# Transferring numbers question



## Shmelton (May 19, 2020)

If I have a spread sheet of numbers is there anyway to download it to a Garmin Echomap? I’m thinking there should be some way to download it to ActiveCaptain on my laptop, then transfer it to my unit. I’d like to download all of the numbers at once instead of doing it one at at a time. Let me know if you guys know a way to make this easy.


Sent from my iPhone using Tapatalk


----------



## Boardfeet (Sep 27, 2007)

You should be able to import them into active captain from the spread sheet. I know I can do it on Home port.


----------



## Shmelton (May 19, 2020)

Thanks sir… I’ll play around with it when I get a chance.


Sent from my iPhone using Tapatalk


----------



## redlegs (Oct 1, 2007)

Garmins Active Captain (homeport has been discontinued, but still works, just no updates)only supports import and export of gpx files at this time. You'd have to run an android emulator on your mac or pc to run active captain.
That being said, the trick will be to convert the xls (MS spreadsheet)to GPX.
At redlegs inc. (kidding) we'd clean up the spreadsheet (most spreadsheets like escambia county reefs, or Florida artificial reefs xls's)contain way too much junk to convert well. So most of the time is cleaning out the junk characters. Stumbling blocks are commas. apostrophes' and the like.
Once cleaned up, you can save as a CSV from Excel, and then import/convert to GPX. I like to use GPS Utility - Home for conversions (free version lets you convert 100 numbers), but there are other programs out there.
Once you have it in GPX, Active Captain will import directly from an email or a file.

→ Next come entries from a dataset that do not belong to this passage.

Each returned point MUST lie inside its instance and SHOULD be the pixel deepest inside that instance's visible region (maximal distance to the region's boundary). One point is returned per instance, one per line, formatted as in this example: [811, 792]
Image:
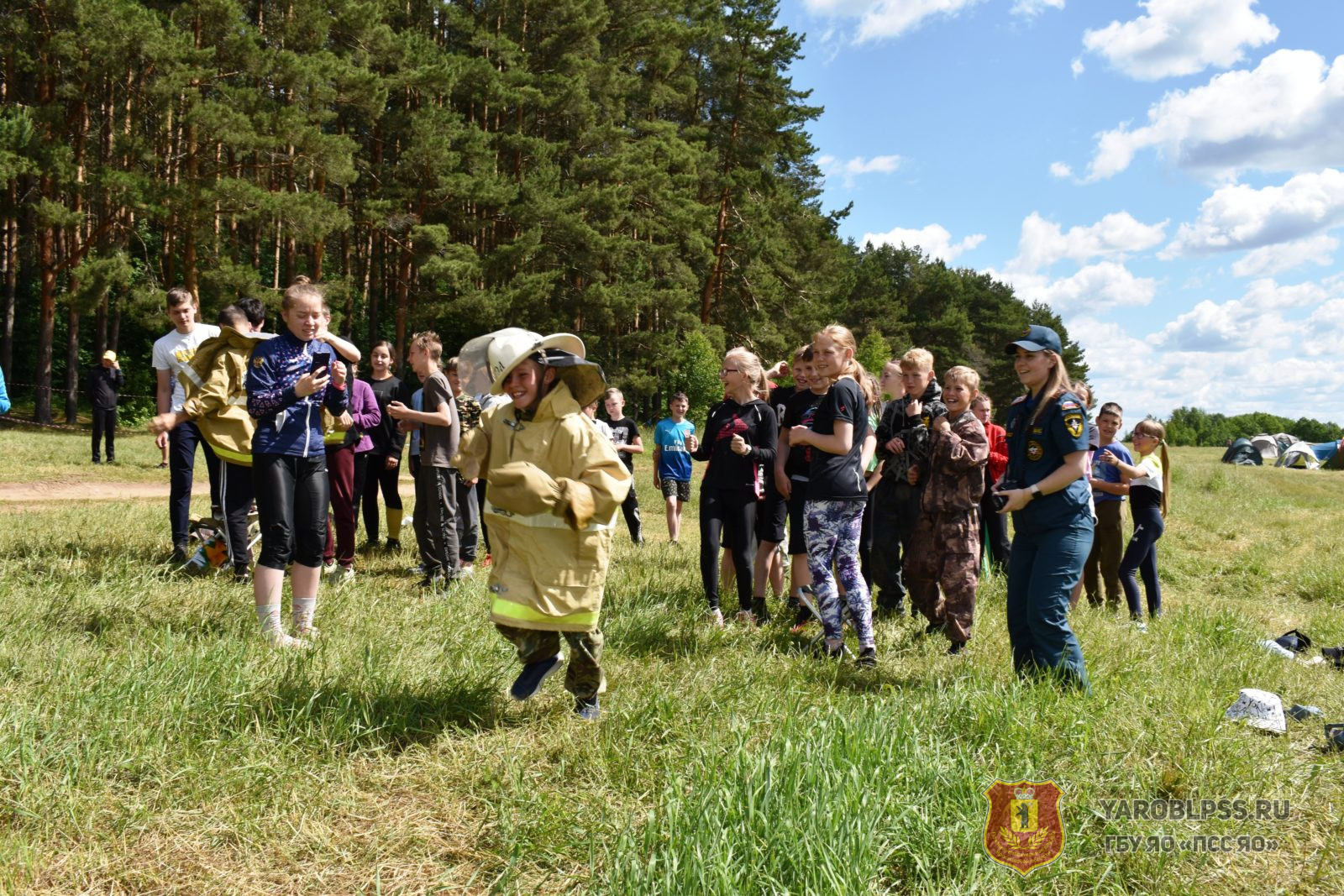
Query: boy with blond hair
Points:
[945, 548]
[902, 448]
[436, 484]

BTW: Google Earth will also import GPX files and isn't a half bad PC tool for managing numbers on a PC


----------



## bwendel07 (Sep 30, 2007)

PM sent to you


----------



## Hangover (Aug 5, 2013)

There is a program called GPSBabel that will allow you to convert CSV (comma separated variable) excel files into other formats. As noted above format is key.

If you haven't had the offer yet I'll go ahead and make it....."send me your list of secret numbers and I'll convert it and send it back to you" haha. But seriously. If you need help shoot me a PM and I can probably walk you through it.


----------